The machine name is 1234567890123-DR. The old instance was called 1234567890123\Reporting, so I wanted to change it to 1234567890123-DR\Reporting. Simple enough, I wrote an earlier post about it here.

However when I renamed it, I couldn’t connect through SSMS by name. When I did connect and looked at @@SERVERNAME I saw 1234567890123-DR\Reporting, which is what it should be. But looking at the host name in the SQL Server Configuration Manager I saw 1234567890123-D as the host name. The last R was being truncated.

So I renamed the SQL server again, this time to match the host name. And after stopping and restarting the service I could now connect to 1234567890123-D\Reporting, and that’s what @@SERVERNAME returned.

What happened? The name of the computer is16 characters, and \Reporting fits the limit (also 16 characters) for a named instance (See Books On-Line).

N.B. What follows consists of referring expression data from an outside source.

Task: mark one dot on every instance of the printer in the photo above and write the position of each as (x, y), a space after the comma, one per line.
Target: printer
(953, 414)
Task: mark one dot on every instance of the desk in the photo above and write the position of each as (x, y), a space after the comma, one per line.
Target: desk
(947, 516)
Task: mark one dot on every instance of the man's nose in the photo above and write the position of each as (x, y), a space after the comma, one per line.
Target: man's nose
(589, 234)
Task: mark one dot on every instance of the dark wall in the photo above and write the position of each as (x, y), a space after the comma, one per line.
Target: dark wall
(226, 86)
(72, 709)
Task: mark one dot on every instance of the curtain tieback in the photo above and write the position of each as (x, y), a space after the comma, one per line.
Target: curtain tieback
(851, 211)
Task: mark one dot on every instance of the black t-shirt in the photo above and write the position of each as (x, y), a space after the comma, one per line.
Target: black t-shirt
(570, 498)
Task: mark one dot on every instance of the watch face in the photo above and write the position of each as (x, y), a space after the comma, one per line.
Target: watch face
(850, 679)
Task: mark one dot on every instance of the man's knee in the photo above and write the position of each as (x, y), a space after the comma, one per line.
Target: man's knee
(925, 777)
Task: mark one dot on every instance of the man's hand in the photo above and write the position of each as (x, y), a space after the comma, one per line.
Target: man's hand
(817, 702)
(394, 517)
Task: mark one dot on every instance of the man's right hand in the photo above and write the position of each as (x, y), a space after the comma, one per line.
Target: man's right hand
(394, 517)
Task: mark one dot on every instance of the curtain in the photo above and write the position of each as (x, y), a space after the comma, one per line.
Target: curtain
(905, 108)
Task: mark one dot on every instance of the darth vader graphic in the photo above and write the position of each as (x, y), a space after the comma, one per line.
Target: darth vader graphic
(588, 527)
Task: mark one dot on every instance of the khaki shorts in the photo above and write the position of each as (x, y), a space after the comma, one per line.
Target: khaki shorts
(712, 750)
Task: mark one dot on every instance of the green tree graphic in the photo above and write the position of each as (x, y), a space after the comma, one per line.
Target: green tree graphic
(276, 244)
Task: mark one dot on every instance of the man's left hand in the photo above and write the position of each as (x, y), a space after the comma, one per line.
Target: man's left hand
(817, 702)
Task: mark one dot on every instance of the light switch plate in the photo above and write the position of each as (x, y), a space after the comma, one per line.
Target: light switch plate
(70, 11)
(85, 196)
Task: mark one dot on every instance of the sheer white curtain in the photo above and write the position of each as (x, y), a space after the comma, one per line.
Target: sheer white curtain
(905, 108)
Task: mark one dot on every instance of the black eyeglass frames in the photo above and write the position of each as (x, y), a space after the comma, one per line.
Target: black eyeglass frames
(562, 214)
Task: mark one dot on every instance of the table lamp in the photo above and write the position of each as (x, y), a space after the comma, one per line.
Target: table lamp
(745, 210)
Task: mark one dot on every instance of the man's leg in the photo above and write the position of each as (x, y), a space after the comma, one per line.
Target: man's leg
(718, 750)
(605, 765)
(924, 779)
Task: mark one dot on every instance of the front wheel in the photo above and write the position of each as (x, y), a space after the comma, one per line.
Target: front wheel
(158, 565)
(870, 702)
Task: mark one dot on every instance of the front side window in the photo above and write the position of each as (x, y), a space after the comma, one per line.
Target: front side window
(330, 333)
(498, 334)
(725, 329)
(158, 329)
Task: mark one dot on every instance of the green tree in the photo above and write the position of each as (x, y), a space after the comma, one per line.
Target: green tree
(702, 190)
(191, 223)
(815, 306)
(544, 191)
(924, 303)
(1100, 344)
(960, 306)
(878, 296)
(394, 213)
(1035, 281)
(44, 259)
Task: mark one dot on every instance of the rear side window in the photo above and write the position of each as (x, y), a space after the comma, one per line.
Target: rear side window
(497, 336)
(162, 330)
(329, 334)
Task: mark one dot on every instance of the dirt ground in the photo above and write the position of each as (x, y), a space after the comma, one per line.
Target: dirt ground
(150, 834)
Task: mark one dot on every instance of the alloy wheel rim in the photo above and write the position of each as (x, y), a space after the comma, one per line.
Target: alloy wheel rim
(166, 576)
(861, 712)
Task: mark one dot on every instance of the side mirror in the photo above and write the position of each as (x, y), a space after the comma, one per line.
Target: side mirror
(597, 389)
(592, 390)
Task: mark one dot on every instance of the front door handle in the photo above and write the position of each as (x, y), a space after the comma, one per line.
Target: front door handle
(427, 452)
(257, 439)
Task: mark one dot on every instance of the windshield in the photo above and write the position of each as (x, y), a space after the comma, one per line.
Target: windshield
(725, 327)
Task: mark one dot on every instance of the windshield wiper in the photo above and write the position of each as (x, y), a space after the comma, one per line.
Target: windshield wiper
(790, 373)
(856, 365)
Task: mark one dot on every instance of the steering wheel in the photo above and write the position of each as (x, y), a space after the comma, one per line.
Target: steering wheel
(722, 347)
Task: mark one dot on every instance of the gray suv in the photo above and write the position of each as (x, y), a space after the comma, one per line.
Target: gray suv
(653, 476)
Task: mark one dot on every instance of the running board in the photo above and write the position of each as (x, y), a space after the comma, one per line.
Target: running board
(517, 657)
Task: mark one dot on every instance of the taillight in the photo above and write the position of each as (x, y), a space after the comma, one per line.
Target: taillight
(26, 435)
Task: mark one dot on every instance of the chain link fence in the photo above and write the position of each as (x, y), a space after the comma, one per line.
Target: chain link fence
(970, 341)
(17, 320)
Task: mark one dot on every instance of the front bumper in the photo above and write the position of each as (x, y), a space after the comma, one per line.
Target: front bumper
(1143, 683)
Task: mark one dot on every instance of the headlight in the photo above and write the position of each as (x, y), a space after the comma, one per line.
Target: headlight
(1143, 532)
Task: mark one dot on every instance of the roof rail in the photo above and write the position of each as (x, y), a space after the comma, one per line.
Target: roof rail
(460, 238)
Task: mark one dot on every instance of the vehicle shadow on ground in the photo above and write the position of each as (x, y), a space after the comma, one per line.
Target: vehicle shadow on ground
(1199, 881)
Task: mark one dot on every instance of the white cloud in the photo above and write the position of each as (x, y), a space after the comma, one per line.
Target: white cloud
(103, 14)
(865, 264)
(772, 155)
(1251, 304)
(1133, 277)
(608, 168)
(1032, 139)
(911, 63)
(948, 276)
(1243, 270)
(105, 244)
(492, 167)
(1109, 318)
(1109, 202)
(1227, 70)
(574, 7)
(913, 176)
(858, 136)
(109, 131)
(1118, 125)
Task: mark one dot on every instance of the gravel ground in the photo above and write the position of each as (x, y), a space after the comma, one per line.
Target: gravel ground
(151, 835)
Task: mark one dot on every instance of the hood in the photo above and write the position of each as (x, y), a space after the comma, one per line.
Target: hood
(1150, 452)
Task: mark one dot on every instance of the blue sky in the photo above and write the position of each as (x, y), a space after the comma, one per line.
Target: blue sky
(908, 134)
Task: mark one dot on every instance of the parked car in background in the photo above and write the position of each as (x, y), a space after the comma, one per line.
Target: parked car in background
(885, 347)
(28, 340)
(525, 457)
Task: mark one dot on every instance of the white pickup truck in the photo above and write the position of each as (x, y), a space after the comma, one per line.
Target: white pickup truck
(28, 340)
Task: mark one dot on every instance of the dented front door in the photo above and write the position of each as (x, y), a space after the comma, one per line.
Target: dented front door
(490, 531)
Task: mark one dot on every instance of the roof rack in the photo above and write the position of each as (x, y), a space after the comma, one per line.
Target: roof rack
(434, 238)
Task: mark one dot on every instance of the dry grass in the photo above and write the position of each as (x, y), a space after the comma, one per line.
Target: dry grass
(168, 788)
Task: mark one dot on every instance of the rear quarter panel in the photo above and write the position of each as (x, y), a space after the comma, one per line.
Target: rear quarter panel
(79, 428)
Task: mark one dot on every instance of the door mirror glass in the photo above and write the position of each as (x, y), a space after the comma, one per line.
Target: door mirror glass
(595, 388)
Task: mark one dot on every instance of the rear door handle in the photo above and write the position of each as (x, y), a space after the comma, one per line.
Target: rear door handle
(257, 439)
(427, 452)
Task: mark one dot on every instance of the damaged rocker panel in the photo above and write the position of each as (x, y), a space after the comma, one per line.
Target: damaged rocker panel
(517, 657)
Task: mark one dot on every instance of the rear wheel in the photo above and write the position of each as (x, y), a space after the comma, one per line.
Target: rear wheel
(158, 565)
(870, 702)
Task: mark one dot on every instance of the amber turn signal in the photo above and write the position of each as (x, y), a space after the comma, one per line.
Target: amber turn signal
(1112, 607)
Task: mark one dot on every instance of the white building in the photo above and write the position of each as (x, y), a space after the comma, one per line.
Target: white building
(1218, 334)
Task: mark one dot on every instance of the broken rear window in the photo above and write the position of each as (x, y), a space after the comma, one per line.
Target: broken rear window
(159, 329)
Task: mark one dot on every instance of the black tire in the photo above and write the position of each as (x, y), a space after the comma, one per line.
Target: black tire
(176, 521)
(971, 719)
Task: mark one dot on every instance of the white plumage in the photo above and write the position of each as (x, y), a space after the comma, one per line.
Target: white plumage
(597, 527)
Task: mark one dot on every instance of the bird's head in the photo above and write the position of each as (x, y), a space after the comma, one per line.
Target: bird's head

But the last character was clearly being cut off.

I’m guessing because I haven’t Bingled it yet, but I think that the slash between the machine host name and the name of the instance is counted as part of the host name. So when I renamed the server and it looked correct inside SQL, SQL itself didn’t like it and cut the last R off without warning me.

I don’t think it will affect my DR testing, but it is something to be aware for the future.

A poor man’s monitoring if a SQL instance is running

A recent power failure in one of our data centers exposed a flaw in the way we configured alerts on our SQL servers. We have alerts configured to send emails for all critical and fatal events, plus a few other business related events. However, the email account used by SQL was also affected by the blackout and none of the emails were send until the next morning.

We have two data centers set up, with a number of SQL database servers as well as an Exchange server in each. So we were able to come up with a simple method of monitoring if a SQL instance was still running; set up an email account on each Exchange server and configure the SQL email profiles to use the account on the opposite server and use that account to send emails in cases where alert conditions are met.

However this only goes so far. Any power outage could also affect the network connectivity as well as the servers. So we took one more step.

On a SQL server in one location, we set up a job to run a query against a SQL server in the second location. If the query executes with no problems then the second SQL server is running. If the query fails then the job sends us an email. We set this up so all SQL server instances are being queried by a server in the opposite data center. This way we can at least tell if there is a connection issue in the case and then take appropriate steps.